In deze zaak heeft de Rechtbank Midden-Nederland op 26 januari 2024 uitspraak gedaan in een kort geding tussen een besloten vennootschap, aangeduid als [eiseres], en een gedaagde partij, aangeduid als [gedaagde]. De eiseres vorderde ontruiming van ruimtes in het officierscasino, die door de gedaagde in gebruik waren genomen op basis van een overeenkomst met een eenmanszaak. De eiseres stelde dat zij de rechtsopvolger was van de eenmanszaak en dat de overeenkomst op haar was overgegaan.
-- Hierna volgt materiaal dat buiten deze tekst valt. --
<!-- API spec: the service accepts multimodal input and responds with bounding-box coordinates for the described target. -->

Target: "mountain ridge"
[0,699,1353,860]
De gedaagde betwistte de ontvankelijkheid van de eiseres, stellende dat de overeenkomst enkel tussen hem en de eenmanszaak bestond en dat er geen rechtsverhouding met de eiseres was.
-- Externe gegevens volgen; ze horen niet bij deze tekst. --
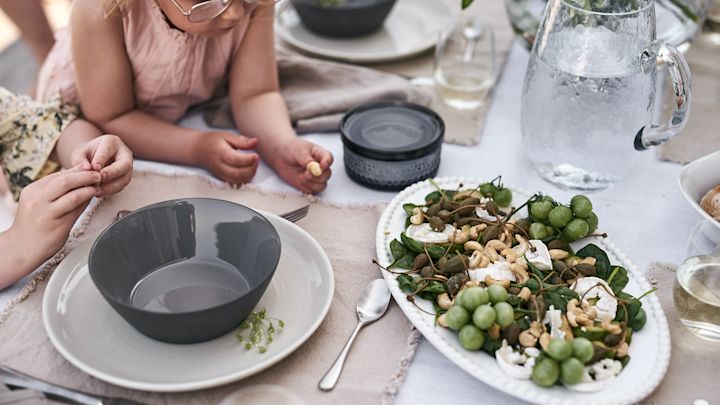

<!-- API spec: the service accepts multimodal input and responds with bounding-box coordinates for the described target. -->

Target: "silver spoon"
[318,279,391,391]
[462,17,484,63]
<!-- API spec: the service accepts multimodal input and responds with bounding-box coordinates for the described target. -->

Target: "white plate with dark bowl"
[42,212,334,392]
[275,0,457,63]
[375,177,671,405]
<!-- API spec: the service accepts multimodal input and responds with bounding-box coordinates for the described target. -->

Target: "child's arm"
[70,0,258,185]
[229,4,333,194]
[0,165,99,290]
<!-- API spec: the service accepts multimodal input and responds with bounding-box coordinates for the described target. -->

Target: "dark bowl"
[88,199,281,344]
[292,0,398,38]
[340,100,444,190]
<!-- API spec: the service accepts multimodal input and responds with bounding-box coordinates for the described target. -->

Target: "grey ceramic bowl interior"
[88,199,281,344]
[340,101,444,190]
[292,0,398,38]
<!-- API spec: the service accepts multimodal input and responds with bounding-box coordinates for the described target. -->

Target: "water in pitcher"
[521,26,656,191]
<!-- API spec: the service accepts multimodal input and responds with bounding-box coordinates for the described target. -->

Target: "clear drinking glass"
[705,0,720,44]
[520,0,692,191]
[433,18,497,110]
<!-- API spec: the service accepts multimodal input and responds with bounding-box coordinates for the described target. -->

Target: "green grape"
[532,358,560,387]
[445,305,470,331]
[529,222,550,240]
[570,195,593,219]
[487,284,508,303]
[458,324,485,350]
[546,339,572,361]
[586,212,599,234]
[460,287,489,312]
[479,183,498,198]
[563,218,590,241]
[494,302,514,327]
[560,358,586,385]
[530,200,553,220]
[548,206,573,228]
[472,305,496,330]
[494,188,512,207]
[571,337,594,363]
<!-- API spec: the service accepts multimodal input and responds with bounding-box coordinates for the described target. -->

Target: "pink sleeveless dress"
[36,0,253,123]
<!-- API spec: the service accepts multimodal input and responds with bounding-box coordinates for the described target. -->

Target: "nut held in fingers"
[306,161,323,177]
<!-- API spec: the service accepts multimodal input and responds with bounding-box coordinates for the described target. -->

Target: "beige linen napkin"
[0,171,418,405]
[643,262,720,404]
[0,385,46,405]
[202,48,433,134]
[659,34,720,164]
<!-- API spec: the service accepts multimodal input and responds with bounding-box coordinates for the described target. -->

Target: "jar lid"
[340,101,444,161]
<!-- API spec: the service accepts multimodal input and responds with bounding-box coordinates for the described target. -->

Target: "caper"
[429,216,445,232]
[420,266,435,278]
[548,274,563,285]
[560,269,576,281]
[457,217,480,227]
[447,273,469,296]
[547,239,570,251]
[456,197,480,216]
[481,225,501,245]
[486,201,499,217]
[502,323,522,346]
[427,202,442,217]
[528,296,546,321]
[437,256,449,271]
[552,260,568,273]
[589,342,610,364]
[515,218,531,235]
[445,255,470,274]
[604,333,623,347]
[575,263,596,276]
[441,199,459,211]
[412,253,429,270]
[439,209,453,222]
[508,286,521,295]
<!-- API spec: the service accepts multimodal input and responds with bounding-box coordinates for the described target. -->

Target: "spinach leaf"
[390,239,406,261]
[390,253,416,270]
[614,291,641,323]
[403,203,420,216]
[482,336,503,354]
[424,190,456,204]
[543,287,579,313]
[462,0,474,9]
[418,281,447,301]
[397,274,417,293]
[401,233,423,254]
[576,244,612,279]
[426,245,445,260]
[607,266,629,294]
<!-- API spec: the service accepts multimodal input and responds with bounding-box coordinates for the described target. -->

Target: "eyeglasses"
[169,0,236,23]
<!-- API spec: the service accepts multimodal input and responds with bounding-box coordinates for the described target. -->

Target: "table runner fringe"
[646,261,677,289]
[381,328,423,405]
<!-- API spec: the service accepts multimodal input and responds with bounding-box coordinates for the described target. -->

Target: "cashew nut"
[484,244,501,262]
[437,293,452,310]
[486,239,508,251]
[469,224,487,240]
[567,299,582,315]
[539,332,552,350]
[580,257,597,266]
[410,207,424,225]
[519,330,539,347]
[464,241,483,252]
[549,249,569,260]
[514,235,530,256]
[601,320,622,335]
[510,263,530,284]
[450,228,470,244]
[518,287,532,301]
[616,342,629,358]
[437,313,449,328]
[484,275,510,289]
[560,315,574,340]
[469,250,490,268]
[501,248,517,263]
[488,323,501,340]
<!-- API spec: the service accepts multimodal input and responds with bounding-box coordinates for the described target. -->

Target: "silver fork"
[279,205,309,223]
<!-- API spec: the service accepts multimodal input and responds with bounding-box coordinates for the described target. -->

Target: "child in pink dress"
[37,0,332,194]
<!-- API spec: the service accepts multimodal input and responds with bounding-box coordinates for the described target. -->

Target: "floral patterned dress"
[0,87,77,200]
De kantonrechter heeft de ontvankelijkheid van de eiseres beoordeeld en vastgesteld dat de overeenkomst niet onder algemene titel was overgegaan naar de eiseres. De kantonrechter oordeelde dat de eiseres niet had aangetoond dat de gedaagde zijn medewerking had verleend aan de overname van de overeenkomst. Hierdoor was de eiseres niet-ontvankelijk in haar vordering. De rechter heeft de eiseres ook veroordeeld in de proceskosten, die zijn begroot op € 925,00, te betalen aan de gedaagde.
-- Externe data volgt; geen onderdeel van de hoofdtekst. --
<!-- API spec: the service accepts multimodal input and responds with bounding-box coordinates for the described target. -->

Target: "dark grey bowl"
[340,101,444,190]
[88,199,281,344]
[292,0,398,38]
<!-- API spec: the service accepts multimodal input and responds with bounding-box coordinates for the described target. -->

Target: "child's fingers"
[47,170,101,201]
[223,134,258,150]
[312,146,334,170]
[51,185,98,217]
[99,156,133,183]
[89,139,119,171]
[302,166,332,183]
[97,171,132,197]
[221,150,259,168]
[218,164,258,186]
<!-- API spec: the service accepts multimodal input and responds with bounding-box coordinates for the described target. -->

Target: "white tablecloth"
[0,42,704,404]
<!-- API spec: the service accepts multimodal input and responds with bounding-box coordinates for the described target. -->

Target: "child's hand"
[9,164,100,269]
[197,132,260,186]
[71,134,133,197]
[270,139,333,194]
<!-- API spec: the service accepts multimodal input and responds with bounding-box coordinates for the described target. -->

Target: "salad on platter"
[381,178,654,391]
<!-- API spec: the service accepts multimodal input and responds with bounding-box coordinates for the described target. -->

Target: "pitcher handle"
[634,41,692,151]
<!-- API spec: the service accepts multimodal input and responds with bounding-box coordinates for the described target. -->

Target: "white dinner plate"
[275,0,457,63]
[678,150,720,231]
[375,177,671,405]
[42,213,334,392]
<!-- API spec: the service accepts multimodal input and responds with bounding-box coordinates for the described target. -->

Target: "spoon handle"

De uitspraak benadrukt het belang van de rechtsverhouding tussen partijen en de noodzaak van medewerking van de wederpartij bij de overdracht van rechten en plichten uit een overeenkomst. De beslissing van de kantonrechter is openbaar uitgesproken en onderstreept de juridische vereisten voor ontvankelijkheid in civiele procedures.